As Chronos notes, there’s no meaningful comparison between the two systems until they rejoin at the same inertial state, and then when they do, you can’t tell “when” the so-called “time dilation” happened, only the difference between the two resultant states; for all you know, the twin in the rocket may have just been flying circles in a powered orbit around an imaginary star, or thrusting away at the edge of the event horizon of a black hole, or any other path which resulted in net acceleration and hence, in a different inertial frame from the twin on Earth. To put it another way, “time dilation” isn’t an event that occurs; it’s an artifact of taking a path influenced by an external force, whether it is the thrust of propellant against a rocket nozzle or the pull of gravity of a massive object.
To illustrate this using an analogy, consider two cars driven by a pair of twins, Dougal and Fingal. Dougal, a daring driver in a BMW M6, takes the high road that twists between Scottish peaks. Fingal, a more stately driver in his Mercedes E550, takes the straight and flat low road. Both drive from Edinburgh to Aberdeen, leaving and arriving at the same time. Dougal, however, has much more mileage on his M6 and has burned more fuel than Fingal due to having taken a longer and more mountainous route, even though each covers the same amount of road per mile. Until they meet back up, Dougal has no clue that he’s taken the “longer route” or driven any faster than Fin; his experience of the passage of road per mile has been exactly the same. We can’t say what his rate was relative to Fin’s speed at any given point on the road, because there is no metric for comparison between the two roads at any point; we can only say that Dougal’s average speed is greater than Fingal’s average speed. Now, this analogy clearly switches out the rate of speed for the rate of time in order to illustrate where the difference comes from and why each driver’s experience (for the passage of the rate in question) is the same, even though the system they’re in is different.

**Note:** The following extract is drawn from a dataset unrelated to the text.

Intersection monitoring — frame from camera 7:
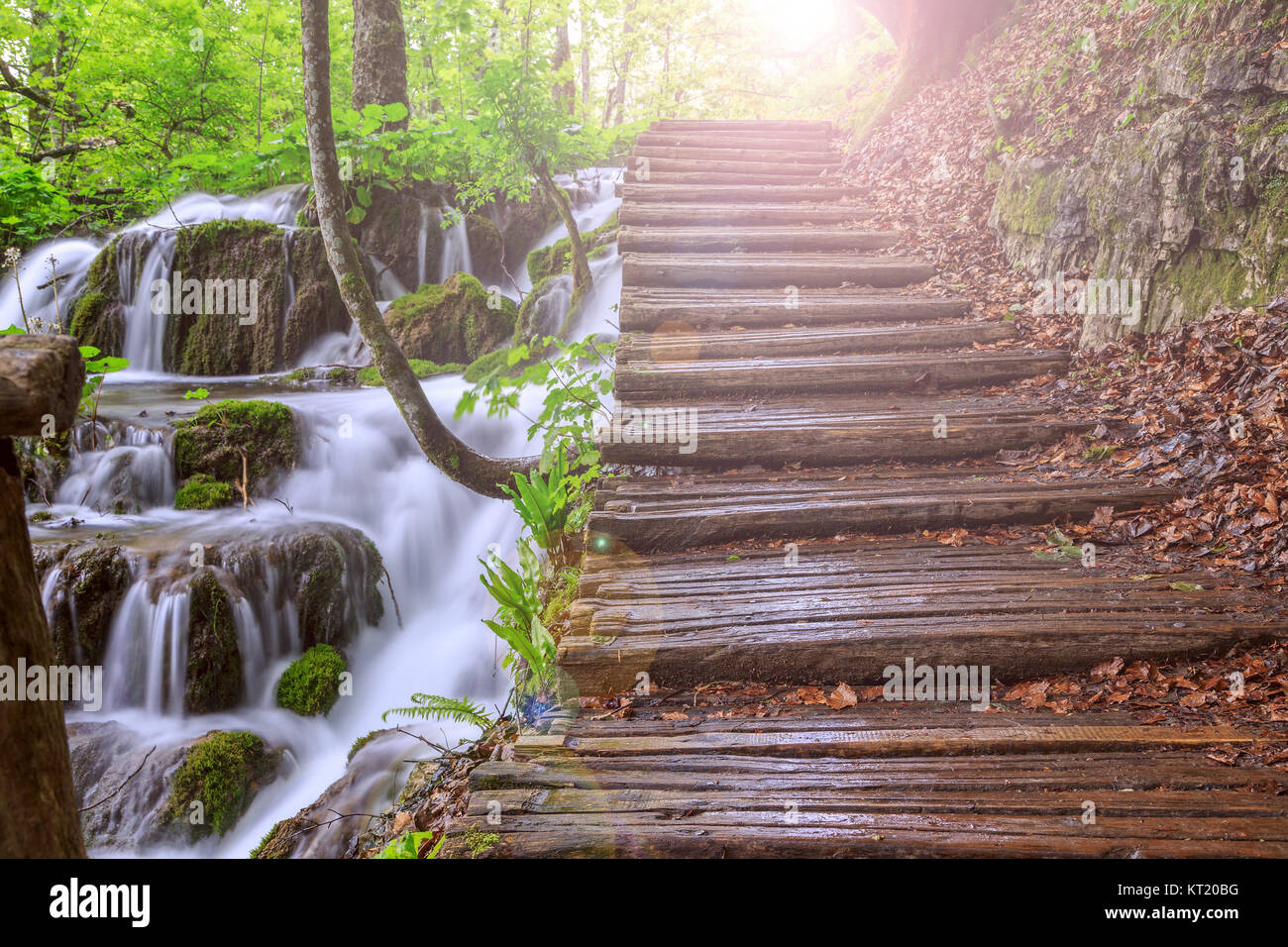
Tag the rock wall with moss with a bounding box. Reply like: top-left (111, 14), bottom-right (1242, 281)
top-left (989, 0), bottom-right (1288, 347)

So chuck out the notion that the clocks are measuring time “at different rates.” Observers always measure time at the same rate (in their own reference frame), but the relationship between one frame and another is dependent upon its path in spacetime, and all movement occurs in four dimensions; three in space and one in time. A frame that moves “faster”–was at some point under acceleration–through space will have less movement in the time direction, and an object that moves faster in time by necessity goes “slower” (i.e. has seen less acceleration) in space, although this is only apparent relative to another frame. Another way of thinking of it is that all objects are always moving at c, but that is divided between all four dimensions. Massy objects always have some component of speed along the time direction, and objects that are at rest with respect to the observer’s frame are moving exclusively through time, while massless particles like photons move only in space and have no measurement of or movement through time from their inception to terminus.
Does that make it all as clear as eggnog?